STAA and Locale unveil platform at Short Stay Show

Short-term rentals trade body the STAA (UK Short Term Accommodation Association) and digital property management experts Locale have partnered to create a new online platform which will equip hosts in multi-occupancy buildings with tools to provide evidence and security to property owners, managers, councils and visitors.

Merilee Karr, Chair of the STAA said at the Short Stay Show at London’s ExCel Centre on March 12th, that the tool will: “Increase the level of transparency between the landlord and the tenant, and represents another significant step in helping the industry to grow responsibly.”

The tool called Trusted Hosts is set to be piloted with selected councils throughout the UK, including Westminster and Manchester, and regulatory bodies in the coming months. The STAA are hoping it will ease the pressure on local councils through easy-to-access guidance.

Karr explains the reason for developing the tool: “Residents not feeling comfortable in their own building due to different people coming in and out, a lack of transparency between tenant and landlord, not knowing who to call if there is an issue, miscommunication with the local councils on simple issues such as when to put the rubbish out or other health & safety concerns.”

The STAA felt comfortable developing the tool with Locale due to their impressive track record with the Shard, the 95-storey skyscraper in London Bridge. The technology used is also not UK-specific so it can be used Europe-wide.

Karr says: “Any building can sign up for free using the technology and any individual in the building has to go through the process of self-certification. This allows both parties to know what is happening in the building, who is doing a short-term rental and so on.”

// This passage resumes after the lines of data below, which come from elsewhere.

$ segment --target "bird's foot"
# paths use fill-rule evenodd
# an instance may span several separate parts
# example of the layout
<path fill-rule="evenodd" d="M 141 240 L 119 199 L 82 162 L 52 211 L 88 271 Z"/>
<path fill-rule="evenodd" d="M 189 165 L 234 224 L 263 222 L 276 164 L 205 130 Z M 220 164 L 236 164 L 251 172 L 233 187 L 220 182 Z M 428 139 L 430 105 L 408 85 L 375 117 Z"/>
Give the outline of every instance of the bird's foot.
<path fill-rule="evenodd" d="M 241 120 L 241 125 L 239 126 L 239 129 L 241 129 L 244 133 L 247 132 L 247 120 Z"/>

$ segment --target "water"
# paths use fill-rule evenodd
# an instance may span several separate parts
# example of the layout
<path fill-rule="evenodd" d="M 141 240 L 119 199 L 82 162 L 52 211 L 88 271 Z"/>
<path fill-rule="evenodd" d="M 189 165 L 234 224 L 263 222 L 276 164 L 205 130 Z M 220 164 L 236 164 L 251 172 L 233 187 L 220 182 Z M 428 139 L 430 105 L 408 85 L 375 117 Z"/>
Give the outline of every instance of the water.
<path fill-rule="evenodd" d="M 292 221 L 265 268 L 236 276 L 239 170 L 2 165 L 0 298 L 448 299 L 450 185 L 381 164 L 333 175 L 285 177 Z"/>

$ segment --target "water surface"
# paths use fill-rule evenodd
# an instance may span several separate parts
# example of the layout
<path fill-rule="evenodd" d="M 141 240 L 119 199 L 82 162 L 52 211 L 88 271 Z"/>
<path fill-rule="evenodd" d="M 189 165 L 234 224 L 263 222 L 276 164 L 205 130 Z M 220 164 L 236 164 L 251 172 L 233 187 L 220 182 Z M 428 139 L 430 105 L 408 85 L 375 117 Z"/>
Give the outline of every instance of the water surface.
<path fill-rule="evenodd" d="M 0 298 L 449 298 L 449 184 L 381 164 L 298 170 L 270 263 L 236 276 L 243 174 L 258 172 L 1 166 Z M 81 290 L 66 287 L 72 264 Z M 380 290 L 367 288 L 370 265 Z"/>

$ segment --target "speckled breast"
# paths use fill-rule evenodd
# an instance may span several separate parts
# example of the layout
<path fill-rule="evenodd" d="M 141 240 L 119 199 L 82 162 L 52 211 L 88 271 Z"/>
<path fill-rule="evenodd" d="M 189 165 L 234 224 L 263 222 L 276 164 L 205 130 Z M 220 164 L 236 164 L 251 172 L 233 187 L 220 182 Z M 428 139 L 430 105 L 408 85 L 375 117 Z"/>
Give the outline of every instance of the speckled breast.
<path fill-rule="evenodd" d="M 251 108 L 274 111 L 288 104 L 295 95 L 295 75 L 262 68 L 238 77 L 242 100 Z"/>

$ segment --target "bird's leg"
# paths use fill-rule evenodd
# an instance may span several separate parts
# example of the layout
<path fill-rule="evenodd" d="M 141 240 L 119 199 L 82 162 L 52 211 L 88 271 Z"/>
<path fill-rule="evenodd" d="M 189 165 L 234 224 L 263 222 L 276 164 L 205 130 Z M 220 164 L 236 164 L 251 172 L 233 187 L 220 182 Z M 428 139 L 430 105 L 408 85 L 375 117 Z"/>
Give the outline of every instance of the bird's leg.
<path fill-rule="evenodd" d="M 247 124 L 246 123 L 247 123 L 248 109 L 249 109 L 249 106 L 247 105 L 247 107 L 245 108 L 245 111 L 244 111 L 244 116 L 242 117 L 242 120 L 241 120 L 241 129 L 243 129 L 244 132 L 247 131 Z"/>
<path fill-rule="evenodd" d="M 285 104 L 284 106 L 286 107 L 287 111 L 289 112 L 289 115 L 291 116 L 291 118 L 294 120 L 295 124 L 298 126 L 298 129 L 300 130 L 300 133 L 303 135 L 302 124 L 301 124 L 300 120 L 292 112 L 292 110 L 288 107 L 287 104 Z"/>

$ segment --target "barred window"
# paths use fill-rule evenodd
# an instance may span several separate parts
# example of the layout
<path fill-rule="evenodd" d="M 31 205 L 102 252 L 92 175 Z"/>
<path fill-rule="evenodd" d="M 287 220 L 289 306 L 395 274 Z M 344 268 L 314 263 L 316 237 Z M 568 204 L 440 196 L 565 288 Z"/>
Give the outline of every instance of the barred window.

She believes improving tech within the short-term rental sector is far more effective than a national registration scheme, as MPs including Karen Buck have called for. Karr says: “There are many pitfalls associated with a national registration scheme of properties being rented out via short-term lets on platforms like Airbnb as national systems are rigid and don’t solve localised problems, for instance noisy neighbours.

“There are commercial solutions with companies like Minut which monitors noise, motion and temperature to try and prevent disruption starting in the first place and the neighbour or host becoming frustrated.”